To comprehend the potential of individual modules of Bhageerath-H automated pipeline, we further analyzed 7 targets where Bhageerath-H outperformed all the three servers. Table 1 details the output of individual modules of Bhageerath-H i.e Bhageerath-H Strgen, clustering, pcSM scoring, PROTSAV ranking and final output. Table 1 column 3 contains the result of module 1, Bhageerath-H Strgen. It shows the lowest Cα RMSD sampled in the decoy pool. Column 4 shows the size of the decoy pool. Column 5 has Cα RMSD result for module 2, clustering. It contains information of the lowest RMSD structure in the decoy pool after clustering.

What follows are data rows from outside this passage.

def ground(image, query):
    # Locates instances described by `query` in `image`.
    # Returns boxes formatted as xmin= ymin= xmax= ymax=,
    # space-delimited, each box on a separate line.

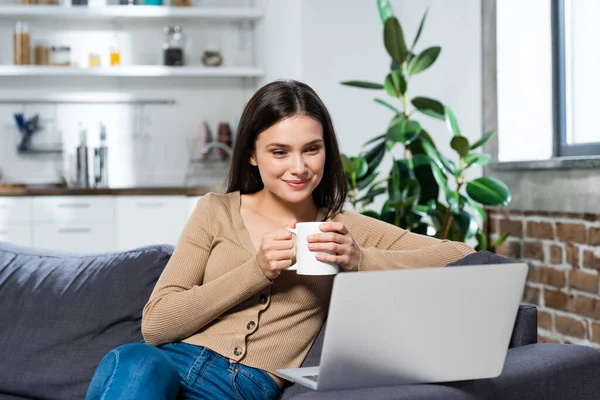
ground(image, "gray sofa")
xmin=0 ymin=242 xmax=600 ymax=400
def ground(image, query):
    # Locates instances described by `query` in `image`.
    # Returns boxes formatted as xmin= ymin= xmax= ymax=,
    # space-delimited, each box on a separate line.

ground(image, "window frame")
xmin=550 ymin=0 xmax=600 ymax=157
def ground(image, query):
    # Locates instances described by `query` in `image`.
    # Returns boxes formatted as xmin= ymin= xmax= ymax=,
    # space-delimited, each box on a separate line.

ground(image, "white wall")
xmin=0 ymin=0 xmax=482 ymax=186
xmin=263 ymin=0 xmax=482 ymax=180
xmin=496 ymin=0 xmax=553 ymax=162
xmin=0 ymin=10 xmax=256 ymax=187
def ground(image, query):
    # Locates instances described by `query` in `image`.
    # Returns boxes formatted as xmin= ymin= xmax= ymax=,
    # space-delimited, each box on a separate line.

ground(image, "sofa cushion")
xmin=0 ymin=243 xmax=173 ymax=399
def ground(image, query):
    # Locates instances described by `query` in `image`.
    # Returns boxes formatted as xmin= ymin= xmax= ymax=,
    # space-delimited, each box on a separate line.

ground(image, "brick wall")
xmin=489 ymin=210 xmax=600 ymax=349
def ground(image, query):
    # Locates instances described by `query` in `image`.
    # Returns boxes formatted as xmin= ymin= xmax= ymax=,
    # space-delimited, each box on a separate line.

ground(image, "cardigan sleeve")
xmin=142 ymin=195 xmax=271 ymax=345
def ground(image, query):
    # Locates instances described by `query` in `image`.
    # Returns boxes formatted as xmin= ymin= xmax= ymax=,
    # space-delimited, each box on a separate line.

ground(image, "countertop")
xmin=0 ymin=185 xmax=223 ymax=196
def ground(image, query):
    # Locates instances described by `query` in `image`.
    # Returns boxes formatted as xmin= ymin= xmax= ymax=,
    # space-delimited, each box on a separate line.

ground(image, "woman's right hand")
xmin=256 ymin=219 xmax=296 ymax=280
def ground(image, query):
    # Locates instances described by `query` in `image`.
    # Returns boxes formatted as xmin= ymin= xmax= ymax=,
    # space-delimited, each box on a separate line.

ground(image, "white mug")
xmin=287 ymin=222 xmax=340 ymax=275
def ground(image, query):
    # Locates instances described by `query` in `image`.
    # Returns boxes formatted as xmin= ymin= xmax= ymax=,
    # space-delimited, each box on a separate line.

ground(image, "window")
xmin=552 ymin=0 xmax=600 ymax=156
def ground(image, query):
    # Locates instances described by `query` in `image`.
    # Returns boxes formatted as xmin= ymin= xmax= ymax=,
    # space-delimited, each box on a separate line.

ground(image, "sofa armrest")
xmin=508 ymin=304 xmax=537 ymax=348
xmin=294 ymin=344 xmax=600 ymax=400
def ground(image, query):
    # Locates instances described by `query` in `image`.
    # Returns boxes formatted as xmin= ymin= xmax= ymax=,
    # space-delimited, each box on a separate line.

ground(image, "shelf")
xmin=0 ymin=65 xmax=263 ymax=78
xmin=0 ymin=5 xmax=263 ymax=21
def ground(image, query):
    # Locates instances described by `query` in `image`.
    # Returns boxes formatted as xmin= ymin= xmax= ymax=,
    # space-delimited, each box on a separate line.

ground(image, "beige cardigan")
xmin=142 ymin=192 xmax=474 ymax=374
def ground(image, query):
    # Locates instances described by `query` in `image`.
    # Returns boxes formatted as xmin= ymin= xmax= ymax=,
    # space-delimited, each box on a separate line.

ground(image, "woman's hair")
xmin=227 ymin=80 xmax=348 ymax=217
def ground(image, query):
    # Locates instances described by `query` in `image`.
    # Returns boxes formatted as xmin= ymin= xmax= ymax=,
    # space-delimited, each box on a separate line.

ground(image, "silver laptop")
xmin=277 ymin=263 xmax=527 ymax=391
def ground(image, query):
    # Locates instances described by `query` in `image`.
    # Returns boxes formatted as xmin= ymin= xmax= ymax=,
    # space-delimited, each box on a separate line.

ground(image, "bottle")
xmin=75 ymin=123 xmax=90 ymax=188
xmin=94 ymin=124 xmax=108 ymax=187
xmin=163 ymin=25 xmax=184 ymax=66
xmin=13 ymin=22 xmax=31 ymax=65
xmin=110 ymin=36 xmax=121 ymax=66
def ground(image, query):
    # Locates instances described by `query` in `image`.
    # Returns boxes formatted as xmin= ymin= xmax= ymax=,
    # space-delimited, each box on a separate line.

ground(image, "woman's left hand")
xmin=307 ymin=222 xmax=360 ymax=271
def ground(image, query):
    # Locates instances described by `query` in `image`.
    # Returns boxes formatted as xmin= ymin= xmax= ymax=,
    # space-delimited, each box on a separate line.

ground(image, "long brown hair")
xmin=226 ymin=80 xmax=348 ymax=217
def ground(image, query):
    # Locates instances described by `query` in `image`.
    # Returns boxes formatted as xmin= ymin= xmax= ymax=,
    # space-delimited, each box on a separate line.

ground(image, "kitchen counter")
xmin=0 ymin=185 xmax=223 ymax=196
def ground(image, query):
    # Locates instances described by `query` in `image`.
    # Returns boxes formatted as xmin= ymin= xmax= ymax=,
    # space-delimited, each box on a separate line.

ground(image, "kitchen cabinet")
xmin=0 ymin=195 xmax=202 ymax=253
xmin=115 ymin=196 xmax=193 ymax=250
xmin=0 ymin=222 xmax=33 ymax=247
xmin=0 ymin=197 xmax=33 ymax=246
xmin=33 ymin=220 xmax=115 ymax=253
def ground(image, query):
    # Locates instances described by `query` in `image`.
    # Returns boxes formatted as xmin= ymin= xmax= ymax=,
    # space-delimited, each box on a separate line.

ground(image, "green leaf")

Column 6 represents the size of the decoy pool post clustering. Column 7 contains the result for module 3, pcSM scoring. It shows the lowest Cα RMSD among the top 10 pcSM ranked decoys. Column 8 has results of module 4, PROTSAV ranking. The Cα RMSD of topmost PROTSAV ranked model. The last column has the final prediction results of Bhageerath-H pipeline, the lowest Cα RMSD among final five Bhageerath-H predictions for the given target.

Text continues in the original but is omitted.